Transposable element analysis

To identify repetitive and transposable elements in pig liver transcriptome RepeatMasker version open-3.3.0 [http://www.repeatmasker.org/] and the ‘quick search’ and ‘pig’ species options with Search Engine: NCBI/RMBLAST and complete Database: 20090604 were used.

Orthology and lncRNA detection

Intergenic expressed regions not yet annotated in the Sscrofa 9.61 pig genome assembly as described in [23] were extracted. Then, a conservative approach was followed, using only sequences expressed in at least four of the five animals of each group (H and L). To identify which of these transcripts were putative coding transcripts the Augustus software was used [36], providing exon boundaries and allowing complete protein translation from the forward strand. Finally, BLASTP was employed to check which of these predicted proteins were already annotated in the Homo sapiens, Bos taurus and Sus scrofa protein databases. For lncRNA annotation, the intergenic expressed regions were compared by BLAST with the 2,047 putative porcine lncRNA reported by Esteve-Codina et al. (2011). All transcripts that matched with an expectation value lower than 10-5 were retained.

Gene functional classification, network and canonical pathways analyses

Biological network generation, functional classification and pathways analyses of differentially-expressed genes were carried out using Ingenuity Pathways Analysis software (IPA; Ingenuity Systems, http://www.ingenuity.com). The list of human homologs that correspond to the 50 protein-coding pig genes differentially-expressed was uploaded into the application. Then, each gene identifier was mapped to its corresponding gene object in the Ingenuity Pathways Knowledge Base (IPKB). Networks of these genes were generated based on their connectivity. Network analysis returns a score that ranks networks according to their degree of relevance to the network eligible molecules in the dataset [66]. The network score is based on the hypergeometric distribution and is calculated with the right-tailed Fisher’s exact test. The score is the negative log of this p- value. Only those molecules that demonstrate direct and indirect relationships to other genes, or proteins were integrated into the analysis.

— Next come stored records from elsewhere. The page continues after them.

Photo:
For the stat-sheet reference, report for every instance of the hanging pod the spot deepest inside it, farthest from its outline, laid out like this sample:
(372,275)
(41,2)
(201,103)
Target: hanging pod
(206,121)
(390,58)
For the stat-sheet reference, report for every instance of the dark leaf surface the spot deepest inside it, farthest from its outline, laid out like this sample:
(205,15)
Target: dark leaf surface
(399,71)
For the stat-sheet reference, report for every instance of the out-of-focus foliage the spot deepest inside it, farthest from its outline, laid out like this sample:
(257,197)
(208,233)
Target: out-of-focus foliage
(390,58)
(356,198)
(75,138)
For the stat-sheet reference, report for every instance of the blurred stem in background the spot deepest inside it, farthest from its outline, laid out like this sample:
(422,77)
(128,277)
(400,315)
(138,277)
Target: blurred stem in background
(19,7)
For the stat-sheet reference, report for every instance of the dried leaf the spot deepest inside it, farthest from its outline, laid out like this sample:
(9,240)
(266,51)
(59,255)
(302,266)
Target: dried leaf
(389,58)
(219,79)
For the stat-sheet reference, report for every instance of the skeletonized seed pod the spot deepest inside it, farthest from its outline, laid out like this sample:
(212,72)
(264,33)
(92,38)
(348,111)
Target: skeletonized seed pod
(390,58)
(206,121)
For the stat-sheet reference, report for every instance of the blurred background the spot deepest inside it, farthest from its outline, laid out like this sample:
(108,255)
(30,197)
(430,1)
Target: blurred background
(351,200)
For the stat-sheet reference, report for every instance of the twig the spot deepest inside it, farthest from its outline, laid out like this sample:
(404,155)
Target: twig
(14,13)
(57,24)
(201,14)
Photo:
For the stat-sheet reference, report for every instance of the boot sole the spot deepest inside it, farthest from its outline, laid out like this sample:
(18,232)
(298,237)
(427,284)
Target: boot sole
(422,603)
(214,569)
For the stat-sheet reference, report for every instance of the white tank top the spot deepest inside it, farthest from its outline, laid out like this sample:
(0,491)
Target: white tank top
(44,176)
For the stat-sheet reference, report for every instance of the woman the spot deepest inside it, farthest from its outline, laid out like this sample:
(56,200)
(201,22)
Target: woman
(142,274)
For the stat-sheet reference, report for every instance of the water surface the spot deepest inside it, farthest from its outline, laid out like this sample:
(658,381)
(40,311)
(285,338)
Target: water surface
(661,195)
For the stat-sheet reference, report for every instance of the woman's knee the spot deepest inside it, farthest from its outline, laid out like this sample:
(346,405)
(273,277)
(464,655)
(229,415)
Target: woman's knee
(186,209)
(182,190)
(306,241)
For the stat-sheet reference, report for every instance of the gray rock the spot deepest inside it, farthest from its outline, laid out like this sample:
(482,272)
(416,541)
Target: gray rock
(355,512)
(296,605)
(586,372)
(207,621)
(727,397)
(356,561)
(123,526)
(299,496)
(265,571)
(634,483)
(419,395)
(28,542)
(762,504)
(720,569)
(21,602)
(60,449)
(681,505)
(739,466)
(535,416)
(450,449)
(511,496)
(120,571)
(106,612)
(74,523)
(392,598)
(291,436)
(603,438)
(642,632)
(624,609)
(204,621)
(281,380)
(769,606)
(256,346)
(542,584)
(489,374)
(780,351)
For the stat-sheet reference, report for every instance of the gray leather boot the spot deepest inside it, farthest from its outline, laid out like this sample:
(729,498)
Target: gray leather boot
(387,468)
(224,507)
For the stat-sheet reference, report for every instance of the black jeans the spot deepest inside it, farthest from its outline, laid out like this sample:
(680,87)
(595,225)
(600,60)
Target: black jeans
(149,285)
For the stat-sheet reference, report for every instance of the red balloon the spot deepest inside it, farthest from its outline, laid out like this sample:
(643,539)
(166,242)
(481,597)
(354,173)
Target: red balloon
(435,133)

IPA Functional Analysis was employed to identify the most significant biological functions in the comparative dataset of H and L groups. A canonical pathways analysis was generated to identify the pathways from the IPA library that were most significant. Fischer’s exact test was employed to calculate a p-value which determines the probability that each biological functions and/or canonical pathway is due to chance alone. The cut-off for considering a significance association was established by Benjamini & Hochberg (B-H) multiple testing correction of the p-value (FDR < 0.05) [67].

Data availability

The full data sets have been submitted to Gene Expression Omnibus (GEO) under accession GSE38588 and at NCBI Sequence Read Archive (SRA) under Accession SRA053452, Bioproject: PRJNA168072.